An enhanced deep learning approach for speaker diarization using TitaNet, MarbelNet and time delay network.
Journal:
Scientific reports
Published Date:
Jul 8, 2025
Abstract
Speaker diarization, identifying "who spoke when," plays a vital role in speech transcription, supervised fine-tuning of large language models, conversational AI, and audio content analysis by providing labeled speaker segments. Traditional speaker diarization methods, including clustering-based approaches, struggle with handling noise, overlapping speech, speaker variability, and high missed detection rates which cause performance issues of accuracy and robustness. This study presents a deep learning framework, the Neuro-TM Diarizer derived from Neural Tita-Net and Marbel-Net Diarizer for speaker diarization. It integrates noise reduction, adaptive beamforming, and neural diarization to enhance diarization performance in complex acoustic environments. The proposed multimodal framework utilizes Marble-Net for voice activity detection, and Tita-Net- for generating speaker embeddings, followed by neural diarization using time-delay neural networks for speaker identification.
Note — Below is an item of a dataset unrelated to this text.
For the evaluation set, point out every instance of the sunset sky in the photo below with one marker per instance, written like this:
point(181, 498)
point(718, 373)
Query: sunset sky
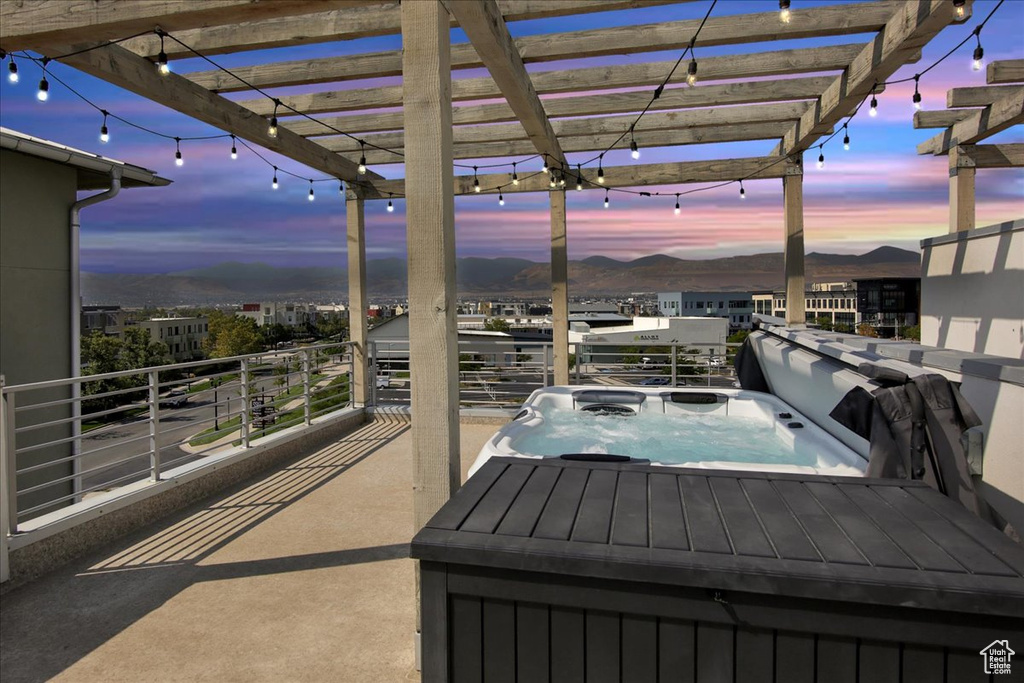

We evaluate the proposed approach on two standard datasets of VoxConverse and VoxCeleb, comparing clustering-based methods with the proposed Neuro-TM Diarizer using three metrics: Diarization Error Rate (DER), false alarm rate, and missed detection rate. The empirical analysis-based findings indicate that the proposed method outperforms clustering-based approaches and achieved 6.89% and 6.93% DER on VoxConverse and VoxCeleb datasets respectively. Additionally, the Neuro-TM Diarizer improved DER by 12.60% on VoxConverse and 14.01% on VoxCeleb compared to clustering-based approaches. The proposed framework contributes to real-world applications in speech transcription, speaker authentication, and audio archiving.